32	19.3	836.1	393.7	0.3 + 0.4	1.0	0.3
64	21.9	951.1	373.1	0.6 + 0.6	2.2	0.3
128	24.5	1,135.9	374.8	1.6 + 1.5	4.2	0.3

The computation is single-threaded in a virtual network with an average network delay of 0.17 ms and 1 Gbps bandwidth on 10 Linux servers with an Intel Xeon E5-2680 v.3 CPUs running at 2.5 GHz with 24 threads and 12 cores and 256 GB RAM.

We observe that PriCell trains, in less than 20 min, a CellCnn model on a training set of 200 cells per sample, 1,000 samples per party, and 32 features across 10 parties, including the setup phase and communication. The training time, when the number of features varies, remains 20–25 min, which is the result of our efficient use of the SIMD (single instruction, multiple data) operations provided by the cryptosystem; this is further discussed in the scalability analysis.

In Table 1, we also report the execution times of an oblivious prediction when both the model and the data are encrypted (phase 5.1 of Figure 1A). We recall that the collective key-switching operation enables us to change the encryption key of a ciphertext from the parties’ collective key to the querier’s key. The maximum number n of samples that can be batched together for a given ring degree $\mathcal{N}$, number of labels o, and number of features m, is $\left(\mathcal{N}/2\right)/\left(m\cdot o\right)$ (we also need $m/2$ ciphertexts to batch those samples; see Note S4 for more details). Hence, in our case, the maximum prediction batch size for $\mathcal{N}=2^{15}$ and $o=2$ is $n=2^{13}/m$.
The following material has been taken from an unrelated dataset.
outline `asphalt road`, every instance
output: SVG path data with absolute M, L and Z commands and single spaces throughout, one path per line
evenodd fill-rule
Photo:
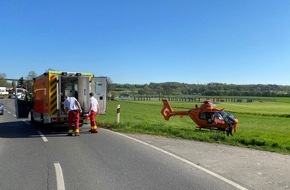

We observe that the local computation for the prediction increases linearly with m, and is linked to the cost of the dominant operation, the convolution, which is, unlike training, carried out between two encrypted matrices (see Note S4). The communication required for prediction includes $m/2$ ciphertexts sent by the querier and one ciphertext (prediction result) sent back by the server. Hence, the communication time also increases linearly with m. Finally, the time for the collective key switch remains constant, as it is performed once at the end of the prediction protocol on only one ciphertext.

Scalability analysis

Figure 5 shows the scalability of PriCell with the number of parties, the global number of rows (samples), the number of features (markers), and the number of filters for one global training epoch that is to process once all the data of all parties. Unless otherwise stated, we use $c=200$ cells per sample, a local batch size of $n=100$, $m=38$ features, and $h=8$ filters, for all settings.

Figure 5.

PriCell’s training execution time and communication overhead for one training epoch with increasing number of parties, data samples, features, and filters

The computation is single-threaded in a virtual network with an average network delay of 0.17 ms and 1 Gbps bandwidth on 10 Linux servers with an Intel Xeon E5-2680 v.3 CPUs running at 2.5 GHz with 24 threads on 12 cores and 256 GB RAM.

(A) Increasing number of parties (N) when the number of global data samples (s) is fixed to 18,000.

(B) Increasing number of parties (N), each having 500 samples.

(C) Increasing number of data samples (s) when $N=10$.

(D) Increasing number of features (m) when $N=10$.

(E) Increasing number of filters (h) when $N=10$.

We first report the runtime with an increasing number of parties (N) in Figures 5A and 5B when the global number of data samples is fixed to s = 18,000 and when the number of samples per party is fixed to 500, respectively. As the parties perform local computations in parallel, PriCell’s runtime decreases with increasing N when s is fixed (Figure 5A). When the number of data samples is constant per party, PriCell’s computation time remains almost constant and only the communication overhead increases when increasing N (Figure 5B).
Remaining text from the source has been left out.